Principle:Tensorflow Serving Multi Model Batching
| Knowledge Sources | |
|---|---|
| Domains | Performance, Scheduling |
| Last Updated | 2026-02-13 17:00 GMT |
Overview
A scheduling mechanism that coordinates batch formation across multiple models or signatures, enabling efficient resource sharing in multi-model serving deployments.
Description
When serving multiple models, each model may have different latency requirements and batch size optima. The StreamingBatchScheduler provides a low-latency batch scheduling approach with per-task callbacks and configurable thread pools that can be shared or isolated per model.
Unlike BasicBatchScheduler which blocks callers until the batch completes, StreamingBatchScheduler uses a streaming approach where tasks are processed as batches form, with completion callbacks notifying callers asynchronously. This is better suited for mixed-latency workloads.
The BatchSchedulerRetrier wrapper adds automatic retry logic when schedulers are fully loaded (all threads busy).
Usage
Use StreamingBatchScheduler for multi-model deployments or when latency-sensitive models need to share resources with throughput-oriented models.
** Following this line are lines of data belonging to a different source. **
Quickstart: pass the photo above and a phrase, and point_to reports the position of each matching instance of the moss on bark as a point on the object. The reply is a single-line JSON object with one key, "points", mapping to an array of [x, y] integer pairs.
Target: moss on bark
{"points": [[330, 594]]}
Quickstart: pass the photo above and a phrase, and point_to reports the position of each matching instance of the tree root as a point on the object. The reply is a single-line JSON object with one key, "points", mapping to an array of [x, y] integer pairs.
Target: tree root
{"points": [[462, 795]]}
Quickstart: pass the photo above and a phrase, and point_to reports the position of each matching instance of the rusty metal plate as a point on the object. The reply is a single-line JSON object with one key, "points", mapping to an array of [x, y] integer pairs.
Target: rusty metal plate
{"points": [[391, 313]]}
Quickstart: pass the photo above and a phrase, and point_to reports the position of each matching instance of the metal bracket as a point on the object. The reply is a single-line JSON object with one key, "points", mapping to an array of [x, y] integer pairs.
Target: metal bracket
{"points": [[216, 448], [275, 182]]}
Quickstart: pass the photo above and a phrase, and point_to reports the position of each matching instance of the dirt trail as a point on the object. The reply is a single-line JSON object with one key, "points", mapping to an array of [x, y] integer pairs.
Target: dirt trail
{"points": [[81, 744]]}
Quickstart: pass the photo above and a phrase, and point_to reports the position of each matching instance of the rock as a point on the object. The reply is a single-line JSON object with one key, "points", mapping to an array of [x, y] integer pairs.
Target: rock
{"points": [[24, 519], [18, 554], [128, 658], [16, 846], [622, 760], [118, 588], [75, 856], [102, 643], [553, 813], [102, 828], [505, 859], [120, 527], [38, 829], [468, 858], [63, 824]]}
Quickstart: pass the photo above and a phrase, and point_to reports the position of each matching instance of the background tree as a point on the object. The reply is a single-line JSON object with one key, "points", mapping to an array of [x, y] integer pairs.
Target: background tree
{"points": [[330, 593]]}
Use BasicBatchScheduler (the default) for single-model deployments.
Theoretical Basis
# Abstract streaming scheduler (NOT real implementation)
def streaming_schedule(task):
if current_batch.has_room():
current_batch.add(task)
else:
start_new_batch()
current_batch.add(task)
if current_batch.is_full() or timeout_expired():
dispatch_batch_to_thread_pool(current_batch)
# Tasks are notified via callbacks when batch completes